The Hardest Hue To Hold tells the stories of mothers unable to hold their children in the hour after birth, commonly known as the Golden Hour.

The Golden Hour in neonatology was adopted from adult trauma management, where the first 60 minutes after an injury are seen as the most critical in determining a person’s outcome. Reframed as the crowning finale of a ‘good’ birth, this specific window of time is considered foundational in Western birth narratives as a near-mythic moment of closeness where crucial bonding begins. The benefits of the Golden Hour are extensive and well-documented. Most notably, when a mother and baby experience uninterrupted skin-to-skin, the rates of postpartum depression decrease and a newborn’s long-term health outcomes improve. But what happens when the Golden Hour is missed? Families affected by traumatic birth are often left without a place to share their experiences. The common advice is to ‘go home and enjoy your baby,’ without acknowledgement that something seminal has been lost.

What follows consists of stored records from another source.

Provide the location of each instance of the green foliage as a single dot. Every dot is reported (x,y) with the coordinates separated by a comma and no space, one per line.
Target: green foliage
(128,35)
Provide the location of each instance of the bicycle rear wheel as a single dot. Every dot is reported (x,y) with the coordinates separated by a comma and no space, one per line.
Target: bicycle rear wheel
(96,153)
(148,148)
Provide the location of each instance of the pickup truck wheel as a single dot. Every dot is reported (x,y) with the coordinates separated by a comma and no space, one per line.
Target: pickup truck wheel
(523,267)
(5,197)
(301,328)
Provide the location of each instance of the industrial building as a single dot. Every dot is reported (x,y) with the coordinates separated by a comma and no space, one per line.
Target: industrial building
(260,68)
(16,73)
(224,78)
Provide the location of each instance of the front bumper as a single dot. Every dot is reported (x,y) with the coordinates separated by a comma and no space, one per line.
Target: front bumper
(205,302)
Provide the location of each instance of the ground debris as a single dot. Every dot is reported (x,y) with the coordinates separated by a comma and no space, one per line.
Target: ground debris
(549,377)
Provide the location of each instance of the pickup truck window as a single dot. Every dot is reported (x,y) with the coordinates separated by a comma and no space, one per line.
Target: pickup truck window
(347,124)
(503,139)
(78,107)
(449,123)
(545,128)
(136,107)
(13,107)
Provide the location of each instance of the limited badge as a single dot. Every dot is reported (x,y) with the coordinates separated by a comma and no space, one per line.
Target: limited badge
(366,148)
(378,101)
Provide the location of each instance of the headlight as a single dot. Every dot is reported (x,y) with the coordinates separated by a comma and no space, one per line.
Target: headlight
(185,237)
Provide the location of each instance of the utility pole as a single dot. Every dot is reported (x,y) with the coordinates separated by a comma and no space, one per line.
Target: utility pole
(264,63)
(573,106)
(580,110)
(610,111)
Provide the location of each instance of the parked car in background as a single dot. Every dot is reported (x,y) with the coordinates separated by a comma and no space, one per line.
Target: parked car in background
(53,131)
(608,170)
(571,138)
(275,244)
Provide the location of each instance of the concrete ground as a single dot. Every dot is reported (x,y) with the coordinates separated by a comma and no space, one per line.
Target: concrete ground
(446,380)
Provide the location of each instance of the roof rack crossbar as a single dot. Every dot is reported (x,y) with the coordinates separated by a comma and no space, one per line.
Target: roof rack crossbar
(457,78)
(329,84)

In 2022, my daughter was born with extreme blood loss. She was taken to the NICU, and I spent hours alone, unsure if she was alive. The trauma of her birth and our separation left an indelible mark and became the catalyst for this work. The series was photographed in homes across Nova Scotia between 2023 and 2026. As the work unfolds, intimate portraiture and allegorical still-life are woven together with alternating moments of presence, rupture, and reflection. With skin-to-skin imagery playing a central role, the photographs turn toward life back home, exploring the dissonance between profound gratitude and intangible grief. The series title is drawn from Robert Frost’s poem Nothing Gold Can Stay, whose meditation on impermanence quietly informs the rhythm of the work. 

The Hardest Hue to Hold offers a rare and intimate exploration of birth trauma, bringing together profoundly underrepresented narratives of birth. The work bears witness to maternal resilience and to the ways birth stories can transform identity. It asks what it means to begin a relationship shaped by absence.

The complete series will be available to view in 2026.